SEMARANG, suarapembaharuan.com – Palang Merah Indonesia (PMI) Jawa Tengah merupakan salah satu penjaga pejuang kemanusiaan. Rasa kemanusiaan yang tinggi selalu membawa PMI Jateng berada di garis depan kegiatan kemanusiaan.


Ganjar Pranowo (ist)

Maka dari itu Gubernur Jawa Tengah Ganjar Pranowo meminta PMI Jawa Tengah melakukan regenerasi, dengan memunculkan pejuang atau sukarelawan kemanusiaan muda.


“Munculnya anak-anak muda, termasuk dari kalangan pelajar, mahasiswa, dan santri, adalah masa depan PMI Jawa Tengah dan penjaga kemanusiaan,” kata Ganjar, saat memberikan arahan secara daring dalam pembukaan Musyawarah Kerja PMI Jateng, Sabtu (5/3/2022).


Regenerasi itu, imbuhnya, dapat dilakukan dengan mendidik dan membangun rasa kemanusiaan sejak usia dini. Misalnya, pada pelajar, santri, dan mahasiswa melalui Palang Merah Remaja (PMR).


“Sebenarnya PMI itu punya anak, yaitu PMR. Itu bisa kita didik untuk membangun rasa kamanungsan. Kalau rasa kemanusiaan tinggi, maka aksi kemanusiaan ini akan berjalan dengan baik. Kita dukung penuh untuk munculnya sukarelawan dari anak muda, santri, pelajar, dan mahasiswa,” beber gubernur.


Permintaan Ganjar itu bukan tanpa alasan. Selama ini PMI Jawa Tengah telah menjadi bagian dari kehadiran Jawa Tengah dalam kegiatan-kegiatan kemanusiaan. Rasa welas asih yang dimiliki masing-masing sukarelawan, telah melandasi rasa kemanusiaan untuk saling membantu.

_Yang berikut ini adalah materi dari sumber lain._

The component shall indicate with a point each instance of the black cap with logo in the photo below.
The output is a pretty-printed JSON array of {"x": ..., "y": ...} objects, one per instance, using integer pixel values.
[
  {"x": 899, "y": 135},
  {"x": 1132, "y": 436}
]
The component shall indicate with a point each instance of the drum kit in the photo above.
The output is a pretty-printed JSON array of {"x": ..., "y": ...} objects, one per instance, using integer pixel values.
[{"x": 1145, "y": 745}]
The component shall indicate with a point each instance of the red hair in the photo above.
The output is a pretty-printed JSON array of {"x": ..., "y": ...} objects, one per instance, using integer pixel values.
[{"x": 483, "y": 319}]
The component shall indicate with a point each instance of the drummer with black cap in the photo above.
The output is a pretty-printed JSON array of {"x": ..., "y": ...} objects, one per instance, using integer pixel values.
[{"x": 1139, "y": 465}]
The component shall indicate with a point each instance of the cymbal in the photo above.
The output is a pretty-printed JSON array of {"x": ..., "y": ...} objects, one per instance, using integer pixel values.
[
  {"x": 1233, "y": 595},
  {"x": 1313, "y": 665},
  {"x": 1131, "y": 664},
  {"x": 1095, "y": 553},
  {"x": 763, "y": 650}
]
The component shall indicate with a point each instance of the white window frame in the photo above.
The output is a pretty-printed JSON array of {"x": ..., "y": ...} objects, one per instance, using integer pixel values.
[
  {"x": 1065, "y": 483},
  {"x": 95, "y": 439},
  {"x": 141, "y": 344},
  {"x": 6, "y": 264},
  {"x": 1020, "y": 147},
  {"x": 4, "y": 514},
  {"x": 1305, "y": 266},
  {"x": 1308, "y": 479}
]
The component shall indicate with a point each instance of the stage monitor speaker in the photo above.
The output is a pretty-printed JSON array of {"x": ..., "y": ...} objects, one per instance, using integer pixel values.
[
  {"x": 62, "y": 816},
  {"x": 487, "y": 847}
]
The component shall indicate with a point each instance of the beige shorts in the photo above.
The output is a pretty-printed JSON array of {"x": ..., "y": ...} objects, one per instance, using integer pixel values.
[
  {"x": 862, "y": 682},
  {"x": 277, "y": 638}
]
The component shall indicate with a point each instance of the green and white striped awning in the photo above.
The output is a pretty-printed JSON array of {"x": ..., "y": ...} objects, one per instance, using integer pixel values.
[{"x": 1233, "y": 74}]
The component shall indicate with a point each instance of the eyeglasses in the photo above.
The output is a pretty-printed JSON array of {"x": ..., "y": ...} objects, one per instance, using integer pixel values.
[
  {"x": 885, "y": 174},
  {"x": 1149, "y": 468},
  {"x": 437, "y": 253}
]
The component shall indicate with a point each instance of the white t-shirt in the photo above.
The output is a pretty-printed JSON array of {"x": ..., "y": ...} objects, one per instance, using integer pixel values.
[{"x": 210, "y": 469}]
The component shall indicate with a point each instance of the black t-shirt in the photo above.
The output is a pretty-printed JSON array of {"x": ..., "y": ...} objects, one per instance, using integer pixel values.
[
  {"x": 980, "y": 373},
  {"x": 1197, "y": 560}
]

“PMI ini sebenarnya sudah telanjur sayang dengan kemanusiaan. Hampir seluruh kegiatan kemanusiaan, PMI berada di garis terdepan, dan ini yang membuat kita semangat. Jawa Tengah selalu hadir dalam aksi kemanusiaan dan di dalamnya selalu ada PMI. Dulu ke Lombok, Palu, Jawa Barat, Malang, dan terakhir kemarin di Pasaman dan Pasaman Barat. PMI juga ikut berangkat,” jelas Ganjar.


Disampaikan, keikutsertaan relawan PMI dalam setiap aksi kemanusiaan yang dikirimkan Jawa Tengah tidak sekadar ikut meramaikan. Relawan dari beragam latar belakang sosial, disiplin ilmu pengetahuan, dan profesi itu merupakan orang-orang yang benar-benar mendedikasikan segala ilmu dan jejaringnya untuk membantu.

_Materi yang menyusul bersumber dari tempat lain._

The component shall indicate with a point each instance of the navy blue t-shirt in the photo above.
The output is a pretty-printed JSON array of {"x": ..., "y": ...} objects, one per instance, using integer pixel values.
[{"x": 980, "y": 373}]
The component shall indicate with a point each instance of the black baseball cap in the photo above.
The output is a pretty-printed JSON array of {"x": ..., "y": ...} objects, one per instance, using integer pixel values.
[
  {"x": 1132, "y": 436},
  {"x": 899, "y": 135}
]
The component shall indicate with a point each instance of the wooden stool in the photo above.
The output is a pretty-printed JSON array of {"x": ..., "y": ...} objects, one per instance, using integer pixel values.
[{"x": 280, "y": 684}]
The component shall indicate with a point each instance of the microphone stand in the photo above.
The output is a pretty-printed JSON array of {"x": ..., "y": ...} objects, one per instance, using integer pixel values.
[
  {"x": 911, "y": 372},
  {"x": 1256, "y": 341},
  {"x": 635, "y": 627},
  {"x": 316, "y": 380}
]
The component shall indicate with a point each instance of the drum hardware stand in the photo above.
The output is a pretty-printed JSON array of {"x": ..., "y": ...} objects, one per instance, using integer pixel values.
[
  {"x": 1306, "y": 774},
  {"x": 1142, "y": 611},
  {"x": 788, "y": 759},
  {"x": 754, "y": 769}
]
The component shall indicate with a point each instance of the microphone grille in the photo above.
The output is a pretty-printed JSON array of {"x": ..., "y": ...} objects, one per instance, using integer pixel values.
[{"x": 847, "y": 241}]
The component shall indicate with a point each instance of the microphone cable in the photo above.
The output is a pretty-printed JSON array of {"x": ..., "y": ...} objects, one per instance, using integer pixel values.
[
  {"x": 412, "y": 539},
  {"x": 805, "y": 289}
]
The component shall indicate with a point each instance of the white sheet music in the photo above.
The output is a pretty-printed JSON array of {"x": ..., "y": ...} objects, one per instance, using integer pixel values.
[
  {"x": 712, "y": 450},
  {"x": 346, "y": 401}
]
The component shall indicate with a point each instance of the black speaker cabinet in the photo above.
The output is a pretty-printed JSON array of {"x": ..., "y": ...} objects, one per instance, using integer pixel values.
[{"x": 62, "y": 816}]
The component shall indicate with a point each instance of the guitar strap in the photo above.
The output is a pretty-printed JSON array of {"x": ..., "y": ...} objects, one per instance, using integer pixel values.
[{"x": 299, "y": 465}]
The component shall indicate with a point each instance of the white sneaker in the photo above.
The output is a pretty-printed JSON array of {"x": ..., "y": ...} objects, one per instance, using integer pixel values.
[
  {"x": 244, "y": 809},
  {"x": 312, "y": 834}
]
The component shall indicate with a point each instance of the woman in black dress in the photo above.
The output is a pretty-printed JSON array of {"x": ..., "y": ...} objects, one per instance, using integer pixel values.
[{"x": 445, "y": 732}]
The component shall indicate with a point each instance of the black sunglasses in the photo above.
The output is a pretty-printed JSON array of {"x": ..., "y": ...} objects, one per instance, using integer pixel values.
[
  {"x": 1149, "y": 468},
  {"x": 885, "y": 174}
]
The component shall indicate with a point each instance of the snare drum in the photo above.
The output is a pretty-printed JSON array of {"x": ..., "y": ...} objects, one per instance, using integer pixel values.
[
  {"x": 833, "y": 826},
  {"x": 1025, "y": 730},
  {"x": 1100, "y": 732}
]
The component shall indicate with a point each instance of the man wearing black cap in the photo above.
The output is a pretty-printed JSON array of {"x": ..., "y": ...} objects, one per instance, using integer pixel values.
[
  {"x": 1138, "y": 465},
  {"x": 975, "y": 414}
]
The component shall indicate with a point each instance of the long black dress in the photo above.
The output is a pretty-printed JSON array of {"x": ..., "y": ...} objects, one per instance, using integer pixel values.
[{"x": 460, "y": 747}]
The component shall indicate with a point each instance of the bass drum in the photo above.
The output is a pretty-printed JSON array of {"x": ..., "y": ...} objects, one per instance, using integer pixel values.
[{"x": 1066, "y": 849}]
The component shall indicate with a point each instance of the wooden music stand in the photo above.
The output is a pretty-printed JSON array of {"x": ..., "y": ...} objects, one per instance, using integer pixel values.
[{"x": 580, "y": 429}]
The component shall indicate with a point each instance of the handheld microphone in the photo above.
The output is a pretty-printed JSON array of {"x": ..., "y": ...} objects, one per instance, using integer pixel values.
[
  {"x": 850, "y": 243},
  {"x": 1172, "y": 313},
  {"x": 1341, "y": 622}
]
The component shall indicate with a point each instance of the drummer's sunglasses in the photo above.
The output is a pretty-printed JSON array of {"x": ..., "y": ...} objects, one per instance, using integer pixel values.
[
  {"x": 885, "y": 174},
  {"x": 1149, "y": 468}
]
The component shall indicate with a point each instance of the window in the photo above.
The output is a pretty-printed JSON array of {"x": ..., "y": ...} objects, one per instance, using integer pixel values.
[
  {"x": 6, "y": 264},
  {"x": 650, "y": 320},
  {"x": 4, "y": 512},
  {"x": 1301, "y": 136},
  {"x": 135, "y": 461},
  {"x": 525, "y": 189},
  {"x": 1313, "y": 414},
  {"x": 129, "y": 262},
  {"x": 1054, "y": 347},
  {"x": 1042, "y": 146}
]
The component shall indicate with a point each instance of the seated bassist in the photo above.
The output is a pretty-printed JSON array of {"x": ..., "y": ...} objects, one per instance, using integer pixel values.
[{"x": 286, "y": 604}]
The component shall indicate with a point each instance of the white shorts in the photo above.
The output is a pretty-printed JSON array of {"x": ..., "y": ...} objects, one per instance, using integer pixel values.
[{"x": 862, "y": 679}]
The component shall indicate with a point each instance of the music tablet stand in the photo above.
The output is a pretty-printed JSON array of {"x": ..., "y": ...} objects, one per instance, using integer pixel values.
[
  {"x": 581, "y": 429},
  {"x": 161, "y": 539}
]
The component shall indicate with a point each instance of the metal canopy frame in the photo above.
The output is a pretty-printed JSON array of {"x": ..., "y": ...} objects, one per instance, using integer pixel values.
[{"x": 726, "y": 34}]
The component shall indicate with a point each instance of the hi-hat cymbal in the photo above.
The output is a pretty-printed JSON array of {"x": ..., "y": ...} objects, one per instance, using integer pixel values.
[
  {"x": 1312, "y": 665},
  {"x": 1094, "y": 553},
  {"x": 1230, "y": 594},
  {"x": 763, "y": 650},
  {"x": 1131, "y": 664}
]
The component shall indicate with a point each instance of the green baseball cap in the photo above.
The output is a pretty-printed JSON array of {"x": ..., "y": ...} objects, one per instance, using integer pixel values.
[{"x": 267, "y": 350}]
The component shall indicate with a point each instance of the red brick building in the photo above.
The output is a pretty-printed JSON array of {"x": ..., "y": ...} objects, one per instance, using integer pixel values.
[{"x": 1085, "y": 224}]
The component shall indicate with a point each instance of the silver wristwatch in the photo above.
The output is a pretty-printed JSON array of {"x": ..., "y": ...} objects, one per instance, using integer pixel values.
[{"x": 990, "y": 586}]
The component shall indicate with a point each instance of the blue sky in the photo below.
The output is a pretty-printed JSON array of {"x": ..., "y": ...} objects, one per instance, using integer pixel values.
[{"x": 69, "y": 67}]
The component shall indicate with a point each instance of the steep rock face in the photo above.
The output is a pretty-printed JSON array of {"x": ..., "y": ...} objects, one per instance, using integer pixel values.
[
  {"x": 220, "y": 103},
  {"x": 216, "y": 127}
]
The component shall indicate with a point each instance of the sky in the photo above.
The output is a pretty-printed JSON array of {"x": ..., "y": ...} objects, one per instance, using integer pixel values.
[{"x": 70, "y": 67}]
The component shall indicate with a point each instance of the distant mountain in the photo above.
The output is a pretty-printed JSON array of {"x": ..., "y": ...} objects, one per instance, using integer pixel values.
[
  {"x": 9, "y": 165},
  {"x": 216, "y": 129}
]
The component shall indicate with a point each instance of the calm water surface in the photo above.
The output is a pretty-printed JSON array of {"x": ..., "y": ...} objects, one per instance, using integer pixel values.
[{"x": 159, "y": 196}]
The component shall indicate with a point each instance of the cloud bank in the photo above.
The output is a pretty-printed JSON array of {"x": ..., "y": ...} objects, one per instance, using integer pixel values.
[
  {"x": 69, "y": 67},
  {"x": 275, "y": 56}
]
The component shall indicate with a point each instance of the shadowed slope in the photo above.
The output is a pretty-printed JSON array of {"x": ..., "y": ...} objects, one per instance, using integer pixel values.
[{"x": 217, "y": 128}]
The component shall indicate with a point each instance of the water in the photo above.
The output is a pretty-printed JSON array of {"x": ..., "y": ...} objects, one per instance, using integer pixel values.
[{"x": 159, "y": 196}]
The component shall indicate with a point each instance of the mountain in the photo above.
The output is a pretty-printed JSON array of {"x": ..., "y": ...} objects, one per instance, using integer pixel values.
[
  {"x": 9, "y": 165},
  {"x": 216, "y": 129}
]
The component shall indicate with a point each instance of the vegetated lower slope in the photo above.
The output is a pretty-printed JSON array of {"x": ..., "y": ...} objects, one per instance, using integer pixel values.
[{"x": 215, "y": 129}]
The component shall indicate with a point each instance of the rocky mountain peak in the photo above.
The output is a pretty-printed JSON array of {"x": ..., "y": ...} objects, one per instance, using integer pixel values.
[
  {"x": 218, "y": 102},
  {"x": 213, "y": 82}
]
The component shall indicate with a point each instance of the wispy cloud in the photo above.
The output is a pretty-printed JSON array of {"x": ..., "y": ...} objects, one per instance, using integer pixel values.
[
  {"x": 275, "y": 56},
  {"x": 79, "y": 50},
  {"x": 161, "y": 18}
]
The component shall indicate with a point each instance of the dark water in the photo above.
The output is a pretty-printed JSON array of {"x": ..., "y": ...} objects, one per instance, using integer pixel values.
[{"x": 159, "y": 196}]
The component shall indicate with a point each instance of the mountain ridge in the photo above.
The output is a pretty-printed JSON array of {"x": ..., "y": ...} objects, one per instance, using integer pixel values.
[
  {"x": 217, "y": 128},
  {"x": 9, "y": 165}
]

“Mereka suka dengan kesukarelaannya dalam membantu. PMI bukan yang datang untuk merepotkan, tetapi kalau datang itu ya orangnya, ya keterampilan, ya peralatan, dan logistik juga. Ketika itu dikolaborasikan dengan yang lain, maka semua akan cepat selesai,” ungkap Ganjar.

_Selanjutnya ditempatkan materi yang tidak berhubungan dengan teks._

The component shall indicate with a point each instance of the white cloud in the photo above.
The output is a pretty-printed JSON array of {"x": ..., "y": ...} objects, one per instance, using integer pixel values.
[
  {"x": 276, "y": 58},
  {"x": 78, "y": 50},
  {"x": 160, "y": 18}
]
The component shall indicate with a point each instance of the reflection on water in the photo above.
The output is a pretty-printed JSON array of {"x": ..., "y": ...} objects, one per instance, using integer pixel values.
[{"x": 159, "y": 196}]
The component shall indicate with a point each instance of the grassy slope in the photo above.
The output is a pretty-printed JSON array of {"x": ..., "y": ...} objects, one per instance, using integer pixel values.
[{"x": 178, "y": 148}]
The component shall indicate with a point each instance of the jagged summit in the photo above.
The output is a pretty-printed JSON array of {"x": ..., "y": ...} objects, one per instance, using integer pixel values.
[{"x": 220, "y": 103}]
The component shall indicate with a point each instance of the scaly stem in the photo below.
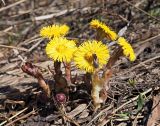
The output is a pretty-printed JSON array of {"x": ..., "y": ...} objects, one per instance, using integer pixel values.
[{"x": 68, "y": 73}]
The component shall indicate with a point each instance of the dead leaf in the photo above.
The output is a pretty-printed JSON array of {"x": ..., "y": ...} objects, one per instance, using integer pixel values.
[{"x": 155, "y": 114}]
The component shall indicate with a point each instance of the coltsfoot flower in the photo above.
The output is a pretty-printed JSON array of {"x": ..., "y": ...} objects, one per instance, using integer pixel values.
[
  {"x": 127, "y": 48},
  {"x": 104, "y": 28},
  {"x": 84, "y": 59},
  {"x": 54, "y": 31},
  {"x": 61, "y": 49}
]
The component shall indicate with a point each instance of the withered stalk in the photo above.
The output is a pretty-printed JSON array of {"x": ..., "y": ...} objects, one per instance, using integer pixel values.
[
  {"x": 33, "y": 71},
  {"x": 68, "y": 72}
]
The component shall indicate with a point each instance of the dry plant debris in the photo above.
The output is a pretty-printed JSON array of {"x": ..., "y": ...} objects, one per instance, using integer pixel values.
[{"x": 87, "y": 80}]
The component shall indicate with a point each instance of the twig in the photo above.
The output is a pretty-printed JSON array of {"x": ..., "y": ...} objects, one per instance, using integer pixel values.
[
  {"x": 12, "y": 5},
  {"x": 4, "y": 122},
  {"x": 3, "y": 2},
  {"x": 99, "y": 114},
  {"x": 23, "y": 117},
  {"x": 141, "y": 42},
  {"x": 13, "y": 47},
  {"x": 142, "y": 63},
  {"x": 35, "y": 45},
  {"x": 142, "y": 10},
  {"x": 105, "y": 121}
]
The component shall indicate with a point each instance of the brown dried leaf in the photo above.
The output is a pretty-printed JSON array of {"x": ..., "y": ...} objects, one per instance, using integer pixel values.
[{"x": 155, "y": 114}]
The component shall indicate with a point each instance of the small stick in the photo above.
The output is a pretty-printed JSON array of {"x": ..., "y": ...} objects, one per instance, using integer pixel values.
[
  {"x": 4, "y": 122},
  {"x": 104, "y": 121},
  {"x": 12, "y": 5},
  {"x": 142, "y": 10},
  {"x": 13, "y": 47},
  {"x": 23, "y": 117}
]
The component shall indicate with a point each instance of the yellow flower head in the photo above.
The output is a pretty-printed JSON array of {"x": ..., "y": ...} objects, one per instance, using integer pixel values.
[
  {"x": 104, "y": 28},
  {"x": 61, "y": 49},
  {"x": 84, "y": 55},
  {"x": 127, "y": 48},
  {"x": 54, "y": 31}
]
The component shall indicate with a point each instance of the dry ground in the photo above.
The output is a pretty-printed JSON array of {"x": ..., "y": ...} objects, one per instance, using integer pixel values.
[{"x": 20, "y": 23}]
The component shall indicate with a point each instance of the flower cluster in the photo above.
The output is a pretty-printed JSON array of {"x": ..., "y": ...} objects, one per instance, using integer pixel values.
[
  {"x": 90, "y": 56},
  {"x": 84, "y": 55}
]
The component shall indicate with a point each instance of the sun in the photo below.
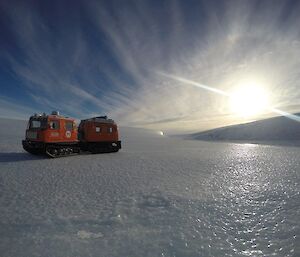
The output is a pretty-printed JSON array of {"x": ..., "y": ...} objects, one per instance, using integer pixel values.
[{"x": 249, "y": 100}]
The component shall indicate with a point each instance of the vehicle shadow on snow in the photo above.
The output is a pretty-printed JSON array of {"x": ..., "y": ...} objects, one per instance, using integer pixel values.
[{"x": 19, "y": 156}]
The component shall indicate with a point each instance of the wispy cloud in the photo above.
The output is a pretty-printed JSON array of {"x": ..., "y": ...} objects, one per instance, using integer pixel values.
[{"x": 107, "y": 60}]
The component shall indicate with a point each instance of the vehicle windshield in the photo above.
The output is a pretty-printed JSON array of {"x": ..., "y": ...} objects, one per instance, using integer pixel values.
[{"x": 37, "y": 123}]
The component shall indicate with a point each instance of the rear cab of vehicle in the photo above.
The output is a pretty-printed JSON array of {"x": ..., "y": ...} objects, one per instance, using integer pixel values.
[{"x": 99, "y": 134}]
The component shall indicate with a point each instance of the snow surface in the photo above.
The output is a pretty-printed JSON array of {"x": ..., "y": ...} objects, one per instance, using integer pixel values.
[
  {"x": 158, "y": 196},
  {"x": 278, "y": 130}
]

Kekuatan besar itulah, lanjutnya, yang harus terus dipertahankan, bahkan kalau perlu ditingkatkan lagi. Apalagi Jawa Tengah, termasuk PMI-nya, selalu dijadikan contoh karena kemandirian bagus, capacity building hebat, pembangunan jejaring serius, dan tentunya sukarelawan yang banyak.


“PMI Jateng akan menghadapi tantangan yang lebih, tetapi jangan berkecil hati. Kami akan mendukung penuh apabila PMI memerlukan bantuan untuk meningkatkan diri,” tandasnya.